Bubble Talk

The Notre Dame basketball team sits at 18-6 overall and 6-5 in the Big East. This is good for sixth in the conference and they're a game and a half behind Louisville for the the fourth spot. Remember, the top four teams in the league get a bye in the Big East Tournament in New York City. There is one pressing question for the Irish as they head into the final five regular season contests.

Is this team on the bubble? This is a tricky question. If the NCAA Tournament started today, Notre Dame probably would be in. Respected bracketologist Joe Lunardi had the Irish as a ten seed in the West Region playing Missouri Valley stalwart Creighton in the first round in his latest mock draft. A few weeks ago, it was a possibility that Notre Dame could have a good enough seed to possibly play their first and second round contests in Chicago because of the pod system implemented a few years back.

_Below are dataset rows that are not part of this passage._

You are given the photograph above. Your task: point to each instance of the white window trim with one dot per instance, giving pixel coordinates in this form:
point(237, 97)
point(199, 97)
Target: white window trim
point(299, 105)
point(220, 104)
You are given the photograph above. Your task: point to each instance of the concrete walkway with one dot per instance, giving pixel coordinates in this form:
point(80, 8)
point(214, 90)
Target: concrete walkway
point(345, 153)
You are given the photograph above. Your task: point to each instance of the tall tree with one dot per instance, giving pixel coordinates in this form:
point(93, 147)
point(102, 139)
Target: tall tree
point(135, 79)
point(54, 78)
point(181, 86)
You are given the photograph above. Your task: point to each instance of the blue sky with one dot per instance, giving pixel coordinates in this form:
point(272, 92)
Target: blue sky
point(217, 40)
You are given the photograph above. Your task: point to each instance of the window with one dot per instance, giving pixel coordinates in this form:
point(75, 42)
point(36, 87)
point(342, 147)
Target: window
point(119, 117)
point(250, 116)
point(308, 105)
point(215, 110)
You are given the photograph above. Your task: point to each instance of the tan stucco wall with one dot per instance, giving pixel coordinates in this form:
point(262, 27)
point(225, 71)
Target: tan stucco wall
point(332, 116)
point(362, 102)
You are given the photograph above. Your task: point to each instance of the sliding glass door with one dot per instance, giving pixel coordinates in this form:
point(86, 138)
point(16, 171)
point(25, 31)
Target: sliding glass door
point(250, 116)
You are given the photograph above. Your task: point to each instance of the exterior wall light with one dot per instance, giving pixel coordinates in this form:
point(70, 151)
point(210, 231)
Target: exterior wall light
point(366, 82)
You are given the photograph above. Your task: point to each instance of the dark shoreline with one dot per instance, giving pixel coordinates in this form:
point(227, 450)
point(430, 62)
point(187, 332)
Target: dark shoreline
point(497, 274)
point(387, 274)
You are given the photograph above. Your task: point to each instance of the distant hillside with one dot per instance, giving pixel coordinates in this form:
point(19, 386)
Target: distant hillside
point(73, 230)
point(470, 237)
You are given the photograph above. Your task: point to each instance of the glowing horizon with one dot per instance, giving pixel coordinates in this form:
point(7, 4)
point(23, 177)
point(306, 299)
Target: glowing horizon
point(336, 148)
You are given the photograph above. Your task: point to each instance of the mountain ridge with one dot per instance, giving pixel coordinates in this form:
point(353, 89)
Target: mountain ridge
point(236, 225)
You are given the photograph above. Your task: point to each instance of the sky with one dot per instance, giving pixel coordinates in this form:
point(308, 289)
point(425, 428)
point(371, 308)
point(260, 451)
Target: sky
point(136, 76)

But unless there is a furious rush to the finish line, the Irish are fighting to save their tournament lives. The committee has shown in the past that 9-7 in the Big East is an automatic qualifier to the Big Dance. And the league is not as strong as it has been in years past. Don't expect eight teams like the conference was granted last year. With five games left, anything less than 3-2 would make winning a game or two in the Big East Tournament a must.

Notre Dame catches a break where they haven't been very good this season. The Irish have two road games left at Cincinnati and at Rutgers. Both these teams are at the bottom of the Big East. A loss to either won't impress the tournament committee. The game against the Bearcats might the scarier of the two even though Cincinnati is dead last in the conference at 1-9. They've beat West Virginia at home and given huge scares on the road to both Syracuse and Providence. The Bearcats would love nothing more than to spoil Notre Dame's tournament hopes by scoring an upset this Sunday.

The Irish must take care of business on Thursday night at home against Providence. The Friars have some top-line talent in Herbert Hill and Geoff McDermott and have the ability to pull off the road upset. A loss here by Notre Dame, where they are 15-0 this year at the Joyce Center, would continue to downward spiral and make confidence a question mark. Remember, home dates with No. 13 Marquette and a rematch versus DePaul await the Irish in the next few weeks. Protecting the home court down the stretch is vital for the NCAA Tournament hopes.

Notre Dame's RPI is 51st and they have four wins over teams ranked in the top-50. But losses on the road to South Florida and St. John's, both under .500 in the league, in addition to a non-conference schedule ranked 294th, makes the resume look a little shaky. Irish fans should be rooting for Maryland and Alabama. The first two teams were Notre Dame's best non-conference wins and the struggles of both the Terrapins and the Crimson Tide have diminished the significance of the wins just a bit.

As stated above, if the tournament started today, the Irish probably would be in. But it's best they take fate into their own hands and finish the final five contests on a high note and win a game or two in New York City. If this doesn't happen, Notre Dame fans should be rooting against mid-major conference tournament surprises that'll take away an at-large bid from a power conference team. For instance, if Bradley or Northern Iowa, teams that won't get an at-large bid, run the table in the Missouri Valley Tournament, that'll leave a team like a BCS conference power team on the outside looking in. Rooting for Virginia Commonwealth in the Colonial Athletic Association, Memphis in Conference USA, Butler in the Horizon League and Nevada in the Western Athletic Conference also are required for Irish fans.

This is what life is like on the bubble. Teams have to depend on what other teams do. A 4-1 regular season finish would alleviate some of this tension. Another outing like DePaul, St. John's or South Florida will continue this nerve-wracking discussion all the way to Selection Sunday.